The bigip.conf file was there and looked intact. I can’t remember now what pointed me in the right direction (maybe while doing a b load, but I finally figured out that it was missing some class files in /var/class. I had previously used Jason Rahm’s maintenance page generator script which creates some class files used for hosting a maintenance page. Apparently the upgrade wiped out those files and the config wouldn’t load without them. (sidenote: the iRule generated by that script isn’t compatible with 10.x – but there is a new version of the script – v2 – that detects what code you’re running and builds the iRule accordingly – I have yet to use it to generate a new maintenance page and iRule). I rsync’d the class files from the other Big-IP and that allowed the config to load. I was then able to fail back to the Big-IP with the 10.x code and it seems to be working fine. Now I just need to update the other node and pray it doesn’t try to take over after reboot.
The first node I updated was set as the preferred active node (System > High Availability > Redundancy), so maybe that’s why it took over after the upgrade/reboot. But, that would be a bug in my opinion since the other node was healthy and active. Setting this to “None” might have kept the unwanted failover from happening, but I’m not going to downgrade and find out.
Another (minor) annoying thing was that the SSH authorized_keys were wiped out, so some monitoring scripts I had set up didn’t work until I added the monitoring host’s key back in to the authorized_keys file.
One final thing, I did not need to do step 6. Running the switchboot command w/o any arguments shows that HD1.2 is the default and only boot image. And, as I detailed above, the reboot in step 7 was done for me – whether I was ready for it or not.
All in all, it was not a smooth upgrade. But, I’m sure there are a lot worse things that could have happened. And, hey, at least now 10.x has vim!
March 5th, 2010
I love your posts… I understand some of the words (it, the, I) and I recognized the rest as english, but beyond that it’s all just mumbo jumbo. My dumb factor just increased 120%.
March 5th, 2010
You should configure the AOM/SCCP
https://support.f5.com/kb/en-us/solutions/public/3000/700/sol3753.html
Think of it as a DRAC/iLO for the F5, you can watch it boot/etc over the network. There is a 2nd computer in that chassis that has it’s own MAC address on the management port. So you’d have 2 different IPs on the management port, one for each computer. Not a well known feature
March 5th, 2010
here’s the link for AOM (newer models)
https://support.f5.com/kb/en-us/solutions/public/9000/600/sol9608.html
March 5th, 2010
Yes they just never tell you about updating the license before the upgrade.
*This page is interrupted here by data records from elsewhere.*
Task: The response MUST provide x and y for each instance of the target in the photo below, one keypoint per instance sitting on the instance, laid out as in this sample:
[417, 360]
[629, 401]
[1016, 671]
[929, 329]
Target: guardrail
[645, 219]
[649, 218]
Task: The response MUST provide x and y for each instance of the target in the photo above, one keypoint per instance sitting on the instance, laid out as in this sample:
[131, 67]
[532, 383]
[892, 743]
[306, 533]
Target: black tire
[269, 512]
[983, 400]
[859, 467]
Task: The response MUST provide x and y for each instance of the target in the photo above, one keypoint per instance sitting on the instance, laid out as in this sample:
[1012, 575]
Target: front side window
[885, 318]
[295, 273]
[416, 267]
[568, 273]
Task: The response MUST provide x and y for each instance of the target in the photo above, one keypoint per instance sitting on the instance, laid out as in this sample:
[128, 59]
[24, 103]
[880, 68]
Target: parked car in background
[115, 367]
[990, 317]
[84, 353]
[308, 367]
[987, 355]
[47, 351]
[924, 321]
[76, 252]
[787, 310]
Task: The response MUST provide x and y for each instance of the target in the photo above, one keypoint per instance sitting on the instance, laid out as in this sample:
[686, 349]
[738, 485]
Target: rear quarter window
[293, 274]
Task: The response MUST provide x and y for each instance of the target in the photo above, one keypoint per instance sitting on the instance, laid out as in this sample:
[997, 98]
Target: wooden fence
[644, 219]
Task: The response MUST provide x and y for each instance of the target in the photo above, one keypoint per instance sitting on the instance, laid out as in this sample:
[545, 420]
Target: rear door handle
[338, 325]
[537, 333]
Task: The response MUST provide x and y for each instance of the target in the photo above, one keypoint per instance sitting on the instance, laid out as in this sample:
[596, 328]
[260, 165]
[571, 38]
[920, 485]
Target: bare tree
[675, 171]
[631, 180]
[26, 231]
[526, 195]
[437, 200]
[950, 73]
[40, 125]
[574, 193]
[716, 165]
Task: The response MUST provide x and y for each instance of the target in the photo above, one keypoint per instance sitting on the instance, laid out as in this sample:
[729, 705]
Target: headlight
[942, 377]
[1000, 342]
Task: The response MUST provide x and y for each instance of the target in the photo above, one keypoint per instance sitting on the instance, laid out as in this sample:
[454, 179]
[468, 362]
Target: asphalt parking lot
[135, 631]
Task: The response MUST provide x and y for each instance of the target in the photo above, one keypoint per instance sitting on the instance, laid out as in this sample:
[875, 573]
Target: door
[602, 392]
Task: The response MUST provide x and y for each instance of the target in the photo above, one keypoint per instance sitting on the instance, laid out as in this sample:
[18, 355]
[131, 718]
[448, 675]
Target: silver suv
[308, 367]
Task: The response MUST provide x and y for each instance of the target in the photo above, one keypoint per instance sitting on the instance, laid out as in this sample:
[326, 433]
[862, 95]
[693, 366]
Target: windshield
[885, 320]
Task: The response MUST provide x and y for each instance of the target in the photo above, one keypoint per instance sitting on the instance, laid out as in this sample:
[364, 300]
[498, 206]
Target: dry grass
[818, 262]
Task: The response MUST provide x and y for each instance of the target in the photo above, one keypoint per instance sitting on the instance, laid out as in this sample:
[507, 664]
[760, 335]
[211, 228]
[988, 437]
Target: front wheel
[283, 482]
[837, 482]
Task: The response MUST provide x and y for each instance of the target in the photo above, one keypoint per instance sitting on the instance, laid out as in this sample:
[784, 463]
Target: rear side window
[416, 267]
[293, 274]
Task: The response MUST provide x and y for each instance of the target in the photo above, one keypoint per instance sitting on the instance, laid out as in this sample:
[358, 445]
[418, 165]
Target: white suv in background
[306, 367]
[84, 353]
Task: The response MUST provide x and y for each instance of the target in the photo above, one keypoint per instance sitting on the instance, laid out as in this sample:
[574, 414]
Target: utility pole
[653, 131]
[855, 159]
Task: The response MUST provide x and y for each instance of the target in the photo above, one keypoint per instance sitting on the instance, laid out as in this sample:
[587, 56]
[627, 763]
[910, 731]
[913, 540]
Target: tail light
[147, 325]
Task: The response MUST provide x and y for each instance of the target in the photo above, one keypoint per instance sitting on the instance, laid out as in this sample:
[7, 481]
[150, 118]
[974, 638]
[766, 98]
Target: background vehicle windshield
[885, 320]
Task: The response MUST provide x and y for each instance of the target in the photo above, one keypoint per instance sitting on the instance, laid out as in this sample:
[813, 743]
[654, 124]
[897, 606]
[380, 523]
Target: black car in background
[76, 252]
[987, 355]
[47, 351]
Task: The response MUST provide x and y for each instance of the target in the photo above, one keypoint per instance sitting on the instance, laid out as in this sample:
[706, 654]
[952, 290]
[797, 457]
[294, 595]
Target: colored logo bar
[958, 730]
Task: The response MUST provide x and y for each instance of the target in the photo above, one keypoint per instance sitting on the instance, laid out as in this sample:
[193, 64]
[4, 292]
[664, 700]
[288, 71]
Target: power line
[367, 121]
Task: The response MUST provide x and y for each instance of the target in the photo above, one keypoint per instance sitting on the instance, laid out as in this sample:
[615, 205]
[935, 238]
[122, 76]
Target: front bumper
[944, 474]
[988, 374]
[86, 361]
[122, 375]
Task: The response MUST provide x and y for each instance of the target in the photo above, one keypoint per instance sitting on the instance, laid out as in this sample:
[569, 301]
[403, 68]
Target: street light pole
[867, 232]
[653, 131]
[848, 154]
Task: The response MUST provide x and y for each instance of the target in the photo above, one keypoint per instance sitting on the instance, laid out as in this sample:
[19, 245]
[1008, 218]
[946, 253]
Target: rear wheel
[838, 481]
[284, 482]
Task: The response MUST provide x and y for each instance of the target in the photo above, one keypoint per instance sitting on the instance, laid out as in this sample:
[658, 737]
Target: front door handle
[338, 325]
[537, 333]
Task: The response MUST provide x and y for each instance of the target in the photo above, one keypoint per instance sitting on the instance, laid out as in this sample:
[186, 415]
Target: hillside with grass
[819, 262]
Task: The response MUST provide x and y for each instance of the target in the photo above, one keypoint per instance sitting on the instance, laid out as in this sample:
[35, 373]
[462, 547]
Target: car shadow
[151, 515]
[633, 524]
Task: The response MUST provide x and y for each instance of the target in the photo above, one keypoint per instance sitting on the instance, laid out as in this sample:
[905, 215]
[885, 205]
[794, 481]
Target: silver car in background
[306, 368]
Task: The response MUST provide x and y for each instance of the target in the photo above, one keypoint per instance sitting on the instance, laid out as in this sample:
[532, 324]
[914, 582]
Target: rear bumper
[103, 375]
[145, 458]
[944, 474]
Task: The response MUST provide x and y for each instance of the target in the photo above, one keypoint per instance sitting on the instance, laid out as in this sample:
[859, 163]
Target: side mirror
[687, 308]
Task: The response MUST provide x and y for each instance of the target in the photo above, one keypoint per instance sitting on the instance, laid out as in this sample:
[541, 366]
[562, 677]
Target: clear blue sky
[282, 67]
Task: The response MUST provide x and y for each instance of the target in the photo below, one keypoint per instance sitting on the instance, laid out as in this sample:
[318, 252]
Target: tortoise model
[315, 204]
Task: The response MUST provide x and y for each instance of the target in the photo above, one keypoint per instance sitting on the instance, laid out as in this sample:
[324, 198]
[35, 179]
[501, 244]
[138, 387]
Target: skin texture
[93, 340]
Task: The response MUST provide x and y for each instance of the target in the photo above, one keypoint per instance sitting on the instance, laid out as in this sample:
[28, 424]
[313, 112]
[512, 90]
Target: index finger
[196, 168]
We just have to find out the hard way.
May 5th, 2010
Hey, thanks a million for the detailed cautions!!! We are looking at moving our F5 load balancers from 9.3.1 to 10.1.0 in the next 2-3 months and this sort of information is massively helpful.
How much of the configuration file did you have to change?
May 5th, 2010
No changes needed to be made to the config file for us – just the issue with the stuff in /var/class (which didn’t technically need a config change). Good luck with your upgrade!
July 8th, 2010
The release notes have install/upgrade instructions, including license reactivation. They mention the reboot, albeit obliquely:
https://support.f5.com/kb/en-us/products/big-ip_ltm/releasenotes/product/relnote_10_1_0_ltm.html
I always do major network upgrades on site. The console port lets you know what is going on.
September 1st, 2010
Hi, I have tried to upgrade Big-IP 1600 from 9.4.8 to 10.2 but end up with Big-IP not boot. What should I do to reverse it back to default? Please help me.